Zu Beginn der heißen Saisonphase im Kampf um die Deutsche Feldmeisterschaft 2022 überraschte Rein van Eijk mit seiner Bekanntmachung, Ende Juli den Trainerjob aus familiären Gründen an den Nagel zu hängen. Vielleicht hat das den positiven Effekt, dass sich sein Herrenteam des Berliner HC nun noch mehr ins Zeug legt, dem Coach einen gebührenden Ausstand zu bescheren. Trotz durchwachsenen Leistungen während der Runde erreichten die Berliner klar das Viertelfinale, wo es nun gegen Mannheimer HC geht. Im Gespräch mit DHZ-Mitarbeiter Julius Hayner leuchtet van Eijk die Chancen seines Teams aus. Der 34-jährige Niederländer spricht auch über seine persönliche Situation und welchen Job im Hockey er sich in näherer Zukunft eventuell doch noch vorstellen könnte.

 

Herr van Eijk, zum Abschluss der Ligaphase konnten Ihre BHC-Herren einen ungefährdeten Sieg auf heimischer Anlage einfahren. Wenn Sie jetzt ein Zwischenfazit fällen müssten über die bisherige Spielzeit, wie würde dieses ausfallen?  
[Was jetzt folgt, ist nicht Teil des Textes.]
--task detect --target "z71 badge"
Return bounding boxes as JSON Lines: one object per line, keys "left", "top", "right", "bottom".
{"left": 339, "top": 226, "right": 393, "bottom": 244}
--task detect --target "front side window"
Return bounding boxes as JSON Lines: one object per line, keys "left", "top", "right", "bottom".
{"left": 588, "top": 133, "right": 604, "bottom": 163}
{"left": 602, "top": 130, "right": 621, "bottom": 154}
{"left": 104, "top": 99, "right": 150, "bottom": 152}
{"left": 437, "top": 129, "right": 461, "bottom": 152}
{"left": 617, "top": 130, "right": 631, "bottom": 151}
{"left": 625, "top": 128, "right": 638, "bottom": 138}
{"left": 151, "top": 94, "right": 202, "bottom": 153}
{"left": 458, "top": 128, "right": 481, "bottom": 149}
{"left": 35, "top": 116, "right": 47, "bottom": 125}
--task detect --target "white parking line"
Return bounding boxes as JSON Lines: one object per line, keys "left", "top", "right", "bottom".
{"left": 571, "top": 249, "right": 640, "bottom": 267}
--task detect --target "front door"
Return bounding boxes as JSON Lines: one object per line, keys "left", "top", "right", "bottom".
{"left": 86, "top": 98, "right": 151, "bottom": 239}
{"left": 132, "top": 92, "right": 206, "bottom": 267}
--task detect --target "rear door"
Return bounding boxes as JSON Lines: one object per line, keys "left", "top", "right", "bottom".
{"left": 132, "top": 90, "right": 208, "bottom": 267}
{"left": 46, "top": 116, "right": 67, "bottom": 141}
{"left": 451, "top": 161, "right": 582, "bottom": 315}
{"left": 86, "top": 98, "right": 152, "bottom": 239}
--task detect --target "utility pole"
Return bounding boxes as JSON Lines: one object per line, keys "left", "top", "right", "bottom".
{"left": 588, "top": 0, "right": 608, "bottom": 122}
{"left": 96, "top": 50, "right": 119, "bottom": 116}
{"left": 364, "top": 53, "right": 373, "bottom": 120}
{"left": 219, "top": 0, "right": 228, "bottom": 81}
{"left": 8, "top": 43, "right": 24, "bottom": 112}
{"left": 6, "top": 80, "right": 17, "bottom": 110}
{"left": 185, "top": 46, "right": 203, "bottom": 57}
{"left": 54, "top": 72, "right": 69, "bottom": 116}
REIN van Eijk: Wir nehmen aus der bisherigen Saison mit, dass in der Mannschaft viel mehr steckt, als wir bisher rausgeholt haben. Warum das so ist, dafür gibt es unterschiedliche Gründe. Wir befinden uns gerade noch klar in der Findungsphase und suchen weiter nach neuen Strukturen in der Mannschaft. Mit Martin Häner, Moritz Kentmann und Luca Wild haben wir ganz erfahrene Spieler verloren. Da muss man erst einmal wieder herausfinden, wer wofür zuständig ist und welche Rolle übernimmt. Das ist ein ganz normaler Prozess. Dazu kam, dass während des Prozesses einige Wechsel in der Begleitung der Mannschaft und des Prozesses an sich stattfanden. Adi Pasarakonda hat uns nach der Halle verlassen, ich habe den Anfang des Prozesses verpasst, als ich Vater geworden bin. Das sind auch alles Veränderungen, die die Mannschaft und die Leistung beeinflussen. Und gerade zu Beginn der Rückrunde war es auch nicht so leicht, die Enttäuschung des verlorenen Hallen-DM-Finals zu verarbeiten. Das Gute ist aber, dass wir jetzt im Viertelfinale wieder bei null anfangen können. Wir haben die gleichen Chancen wie Mannheim.

Der vierte Tabellenplatz in der Staffel A stand für Sie schon vor dem letzten Spieltag fest. Nun steht seit Sonntag mit dem Sieger der Staffel B, dem Mannheimer HC, endgültig Ihr Viertelfinalgegner fest. Mit welchem Anspruch und welchen Erwartungen gehen Sie an diese Spiele heran?

Jedes Spiel gewinnen zu wollen. Es ist ab sofort egal, ob du mit 1:0 oder mit 10:0 gewinnst. Es geht einzig allein um Siege. Das ist das Großartige an diesen Spielen, und so gehen wir es auch an. Wir versuchen natürlich, nicht ins offene Messer zu laufen. Wir werden unsere Hausaufgaben machen und uns optimal vorbereiten.

Vergangene Feldsaison trennte Ihre Mannschaft (50) und den MHC (51) nur ein Punkt am letzten Spieltag. In der jetzigen, deutlich kürzeren Saison sind es ganze 15 Punkte, die der MHC mehr eingefahren hat. Hat der Berliner HC aktuell den Anschluss an die Top-Mannschaften etwas verloren, oder wodurch erklären Sie sich diese starke Differenz von der jetzigen zur Vorsaison?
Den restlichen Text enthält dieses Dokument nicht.